As mentioned in Section III above, the proper standard is whether, considering the record as a whole, the judicial officer's findings are arbitrary and capricious. The arbitrary and capricious standard requires a court to determine whether the administrative decision was based on a consideration of the relevant factors and whether or not there was a clear error of judgment. In the case of Bowman Trans. v. Arkansas-Best Freight, 419 U.S. 281, 285, 95 S. Ct. 438, 442, 42 L. Ed. 2d 447 (1974), the court stated:
Under the "arbitrary and capricious" standard the scope of review is a narrow one. A reviewing court must "consider whether the decision was based on a consideration of the relevant factors and whether there has been a clear error of judgment . . . . Although this inquiry into the facts is to be searching and careful, the ultimate standard of review is a narrow one. The court is not empowered to substitute its judgment for that of the agency." The agency must articulate a "rational connection between the facts found and the choice made." (Citations omitted.)

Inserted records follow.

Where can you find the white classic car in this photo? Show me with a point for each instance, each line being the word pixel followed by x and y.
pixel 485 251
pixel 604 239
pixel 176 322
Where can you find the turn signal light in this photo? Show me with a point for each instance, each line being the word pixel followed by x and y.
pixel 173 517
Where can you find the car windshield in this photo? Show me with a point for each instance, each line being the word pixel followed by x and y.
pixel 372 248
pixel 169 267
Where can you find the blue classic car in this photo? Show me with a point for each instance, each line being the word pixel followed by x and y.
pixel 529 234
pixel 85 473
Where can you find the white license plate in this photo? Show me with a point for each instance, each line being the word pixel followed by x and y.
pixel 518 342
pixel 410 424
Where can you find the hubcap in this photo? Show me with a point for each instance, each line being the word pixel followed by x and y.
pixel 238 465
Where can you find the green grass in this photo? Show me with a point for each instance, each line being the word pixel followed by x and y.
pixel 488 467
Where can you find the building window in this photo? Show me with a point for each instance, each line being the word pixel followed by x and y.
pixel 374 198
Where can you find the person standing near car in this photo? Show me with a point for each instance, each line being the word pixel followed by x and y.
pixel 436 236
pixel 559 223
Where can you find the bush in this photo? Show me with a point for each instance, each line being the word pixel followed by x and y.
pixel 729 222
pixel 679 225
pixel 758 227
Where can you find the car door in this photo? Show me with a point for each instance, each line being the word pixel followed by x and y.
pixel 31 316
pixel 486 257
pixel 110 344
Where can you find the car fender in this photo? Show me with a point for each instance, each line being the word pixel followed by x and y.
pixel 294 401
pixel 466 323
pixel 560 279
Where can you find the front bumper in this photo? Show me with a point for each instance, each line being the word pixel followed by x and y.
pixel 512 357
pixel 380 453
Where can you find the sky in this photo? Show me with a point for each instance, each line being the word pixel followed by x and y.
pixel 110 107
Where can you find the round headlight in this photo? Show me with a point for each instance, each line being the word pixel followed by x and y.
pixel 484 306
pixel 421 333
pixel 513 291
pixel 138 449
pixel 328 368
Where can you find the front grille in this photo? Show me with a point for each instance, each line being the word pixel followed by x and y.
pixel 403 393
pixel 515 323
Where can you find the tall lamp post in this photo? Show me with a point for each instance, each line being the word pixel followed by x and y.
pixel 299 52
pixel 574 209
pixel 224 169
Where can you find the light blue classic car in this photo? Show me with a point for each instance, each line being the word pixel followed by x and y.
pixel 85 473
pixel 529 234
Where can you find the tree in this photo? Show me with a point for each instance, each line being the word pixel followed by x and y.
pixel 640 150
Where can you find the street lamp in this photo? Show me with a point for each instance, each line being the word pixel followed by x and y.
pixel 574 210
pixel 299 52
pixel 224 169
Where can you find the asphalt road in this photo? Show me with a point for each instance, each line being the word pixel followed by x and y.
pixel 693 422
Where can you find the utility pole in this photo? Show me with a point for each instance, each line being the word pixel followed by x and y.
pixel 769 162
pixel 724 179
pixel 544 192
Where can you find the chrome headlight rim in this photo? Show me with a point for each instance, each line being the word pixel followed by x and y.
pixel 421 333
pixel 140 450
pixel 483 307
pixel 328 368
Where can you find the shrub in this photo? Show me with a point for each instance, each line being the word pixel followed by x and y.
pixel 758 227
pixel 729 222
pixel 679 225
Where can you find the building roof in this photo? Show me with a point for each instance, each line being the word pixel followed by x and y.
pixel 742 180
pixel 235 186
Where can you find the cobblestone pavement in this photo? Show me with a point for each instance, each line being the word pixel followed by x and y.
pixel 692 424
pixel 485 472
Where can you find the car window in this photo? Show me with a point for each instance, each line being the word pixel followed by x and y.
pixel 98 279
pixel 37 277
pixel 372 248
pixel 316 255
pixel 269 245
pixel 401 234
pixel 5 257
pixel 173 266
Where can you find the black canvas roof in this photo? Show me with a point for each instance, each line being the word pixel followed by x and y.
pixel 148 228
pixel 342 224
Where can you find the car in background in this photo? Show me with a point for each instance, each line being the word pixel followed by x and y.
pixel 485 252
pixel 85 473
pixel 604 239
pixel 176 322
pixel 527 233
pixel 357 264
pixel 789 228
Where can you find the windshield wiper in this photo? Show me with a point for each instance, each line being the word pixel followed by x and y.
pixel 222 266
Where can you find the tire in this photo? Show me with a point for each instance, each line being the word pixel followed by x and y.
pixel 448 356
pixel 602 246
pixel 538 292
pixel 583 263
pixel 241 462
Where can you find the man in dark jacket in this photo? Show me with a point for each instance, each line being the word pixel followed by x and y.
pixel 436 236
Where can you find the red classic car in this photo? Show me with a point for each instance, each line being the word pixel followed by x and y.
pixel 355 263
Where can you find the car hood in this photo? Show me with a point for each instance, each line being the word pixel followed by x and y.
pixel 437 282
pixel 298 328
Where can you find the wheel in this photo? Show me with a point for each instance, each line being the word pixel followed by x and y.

This court concludes that the findings of the judicial officer are based on the "relevant factors" and are not "a clear error of judgment".
In reaching his decisions the judicial officer had considered the consent agreements and the advertisements utilized by the plaintiff before and after the effective date of the consent agreements. In his written opinion, the judicial officer pointed out the parts of the post-consent agreement advertisements that he concluded were violative of the consent agreements. The judicial officer considered the relevant factors and articulated a rational connection between the relevant factors and his conclusion as required in the Bowman Trans. case.
Not only has the judicial officer not committed a clear error of judgment but this court finds that his conclusions are supported by substantial evidence. A separate analysis of this issue for each product follows.
A. Long N' Strong :
After examining the entire record before the judicial officer, this court finds that the conclusion of the judicial officer that the plaintiff breached the consent agreement is supported by substantial evidence. The plaintiff admits that the thrust of the original postal complaint and what was prohibited by the consent agreement was the allegation that the product will cause the user's fingernails to grow longer.
The following are statements made in a post-consent agreement advertisement for Long N' Strong:
1. In bold headlines the advertisement stated, "Grow longer more beautiful nails starting in five to seven days."
2. "Thrill to glamorous growth in a matter of days."